During the 1980s, the ABA Ostwald Award went to several composers inspired by extra-musical sources. Winning compositions from this period included James Barnes' Visions Macabre, an impression of a Hieronymous Bosch painting; David Holsinger's In the Spring, at the Time When the Kings Go Off to War, a programmatic piece based on a biblical scene; and Martin Mailman's For Precious Friends Hid in Death's Dateless Night, inspired by Shakespeare's sonnets. Many of these pieces also feature percussion prominently, especially Dana Wilson’s Piece of Mind and Gregory Youtz' Fire Works.
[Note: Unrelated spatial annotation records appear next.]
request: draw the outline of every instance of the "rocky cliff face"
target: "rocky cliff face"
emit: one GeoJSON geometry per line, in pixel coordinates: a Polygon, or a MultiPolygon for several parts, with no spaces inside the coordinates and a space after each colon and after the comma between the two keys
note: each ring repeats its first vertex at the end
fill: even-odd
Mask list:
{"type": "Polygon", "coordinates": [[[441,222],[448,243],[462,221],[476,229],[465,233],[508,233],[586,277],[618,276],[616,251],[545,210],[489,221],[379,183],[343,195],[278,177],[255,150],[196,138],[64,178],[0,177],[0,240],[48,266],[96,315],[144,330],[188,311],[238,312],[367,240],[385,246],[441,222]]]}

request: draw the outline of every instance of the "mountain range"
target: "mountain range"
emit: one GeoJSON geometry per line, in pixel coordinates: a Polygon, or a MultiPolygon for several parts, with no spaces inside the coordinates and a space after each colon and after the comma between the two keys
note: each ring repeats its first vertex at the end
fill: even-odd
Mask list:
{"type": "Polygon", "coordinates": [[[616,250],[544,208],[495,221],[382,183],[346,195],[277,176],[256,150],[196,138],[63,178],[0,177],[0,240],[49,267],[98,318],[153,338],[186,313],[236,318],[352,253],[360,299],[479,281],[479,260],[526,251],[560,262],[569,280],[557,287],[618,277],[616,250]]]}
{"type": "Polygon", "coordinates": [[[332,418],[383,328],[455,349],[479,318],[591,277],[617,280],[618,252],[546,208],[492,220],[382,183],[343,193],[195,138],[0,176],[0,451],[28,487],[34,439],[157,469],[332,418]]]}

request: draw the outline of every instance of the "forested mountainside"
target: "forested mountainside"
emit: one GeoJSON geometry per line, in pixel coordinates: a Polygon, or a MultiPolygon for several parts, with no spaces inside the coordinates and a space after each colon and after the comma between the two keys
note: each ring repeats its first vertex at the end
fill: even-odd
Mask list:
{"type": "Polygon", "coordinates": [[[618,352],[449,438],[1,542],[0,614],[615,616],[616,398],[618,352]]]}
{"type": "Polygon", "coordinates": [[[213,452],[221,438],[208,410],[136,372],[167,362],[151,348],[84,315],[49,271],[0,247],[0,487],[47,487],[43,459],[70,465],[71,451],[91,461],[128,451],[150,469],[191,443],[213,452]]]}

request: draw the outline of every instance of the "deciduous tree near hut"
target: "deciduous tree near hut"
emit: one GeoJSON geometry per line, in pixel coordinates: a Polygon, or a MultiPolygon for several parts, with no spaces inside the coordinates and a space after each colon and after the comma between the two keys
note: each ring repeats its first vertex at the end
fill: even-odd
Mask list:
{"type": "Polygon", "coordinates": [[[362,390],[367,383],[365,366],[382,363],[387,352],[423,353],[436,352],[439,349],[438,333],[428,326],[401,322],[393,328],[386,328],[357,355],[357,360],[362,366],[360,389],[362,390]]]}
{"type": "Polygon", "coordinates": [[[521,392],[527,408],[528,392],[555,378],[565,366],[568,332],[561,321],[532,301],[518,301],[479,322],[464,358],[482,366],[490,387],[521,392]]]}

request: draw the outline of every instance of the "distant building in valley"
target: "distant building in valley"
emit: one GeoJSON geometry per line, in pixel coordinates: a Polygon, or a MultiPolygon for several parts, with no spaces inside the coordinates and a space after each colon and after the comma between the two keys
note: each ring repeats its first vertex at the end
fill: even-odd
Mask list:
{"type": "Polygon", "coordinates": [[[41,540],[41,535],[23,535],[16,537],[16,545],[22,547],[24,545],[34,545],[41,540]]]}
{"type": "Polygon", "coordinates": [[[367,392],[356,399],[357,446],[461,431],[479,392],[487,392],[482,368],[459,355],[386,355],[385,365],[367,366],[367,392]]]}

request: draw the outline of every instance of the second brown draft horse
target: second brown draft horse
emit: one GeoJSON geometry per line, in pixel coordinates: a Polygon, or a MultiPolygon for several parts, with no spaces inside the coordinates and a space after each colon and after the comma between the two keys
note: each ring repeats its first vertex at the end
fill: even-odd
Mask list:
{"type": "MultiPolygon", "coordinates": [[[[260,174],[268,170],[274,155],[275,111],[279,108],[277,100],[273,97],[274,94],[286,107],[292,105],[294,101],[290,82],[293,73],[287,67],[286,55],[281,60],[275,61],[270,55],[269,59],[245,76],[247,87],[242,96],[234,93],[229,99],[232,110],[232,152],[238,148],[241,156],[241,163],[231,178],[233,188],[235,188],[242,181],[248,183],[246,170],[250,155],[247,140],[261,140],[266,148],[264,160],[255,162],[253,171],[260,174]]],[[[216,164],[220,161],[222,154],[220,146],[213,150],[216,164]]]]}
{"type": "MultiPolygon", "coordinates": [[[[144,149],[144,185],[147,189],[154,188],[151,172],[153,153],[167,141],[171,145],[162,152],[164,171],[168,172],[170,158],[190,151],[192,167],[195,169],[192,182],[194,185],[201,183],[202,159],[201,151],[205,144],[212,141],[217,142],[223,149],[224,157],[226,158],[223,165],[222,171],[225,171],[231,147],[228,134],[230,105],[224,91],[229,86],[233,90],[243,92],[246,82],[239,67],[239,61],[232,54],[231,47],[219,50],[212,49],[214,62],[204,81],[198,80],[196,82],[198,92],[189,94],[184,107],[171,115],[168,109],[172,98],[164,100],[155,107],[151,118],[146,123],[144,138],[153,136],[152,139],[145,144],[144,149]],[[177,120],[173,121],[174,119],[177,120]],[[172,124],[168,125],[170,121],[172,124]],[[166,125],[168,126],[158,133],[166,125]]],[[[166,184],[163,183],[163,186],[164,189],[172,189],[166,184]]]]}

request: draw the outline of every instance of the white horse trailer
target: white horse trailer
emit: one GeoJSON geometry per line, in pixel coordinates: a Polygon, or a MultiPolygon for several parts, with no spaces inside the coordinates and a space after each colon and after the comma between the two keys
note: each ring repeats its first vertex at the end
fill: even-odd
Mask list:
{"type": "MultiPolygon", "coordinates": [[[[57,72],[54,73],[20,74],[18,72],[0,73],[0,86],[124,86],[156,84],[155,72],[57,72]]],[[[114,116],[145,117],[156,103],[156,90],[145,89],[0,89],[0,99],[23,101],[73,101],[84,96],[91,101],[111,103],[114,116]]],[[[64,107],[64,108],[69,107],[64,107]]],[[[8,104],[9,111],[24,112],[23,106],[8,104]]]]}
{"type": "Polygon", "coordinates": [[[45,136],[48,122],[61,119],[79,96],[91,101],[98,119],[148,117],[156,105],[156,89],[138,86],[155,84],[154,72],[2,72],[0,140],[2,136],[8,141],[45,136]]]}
This period also included some changes in the administration of the ABA Ostwald Award. In 1984, the ABA Foundation was launched, an endowment fund designed to sustain support for the ABA Ostwald Award and other musical and educational projects. By the end of the decade, the fund had grown large enough to fully fund the award.

The ABA remained grateful to Adolph Ostwald for the decades of support that he and his family had provided. In 1986, the ABA dedicated its 53rd Annual Convention to Ernest and Adolph Ostwald for establishing and generously funding the ABA Ostwald Award. Adolph remained an honorary associate member of the ABA until his death in 1993.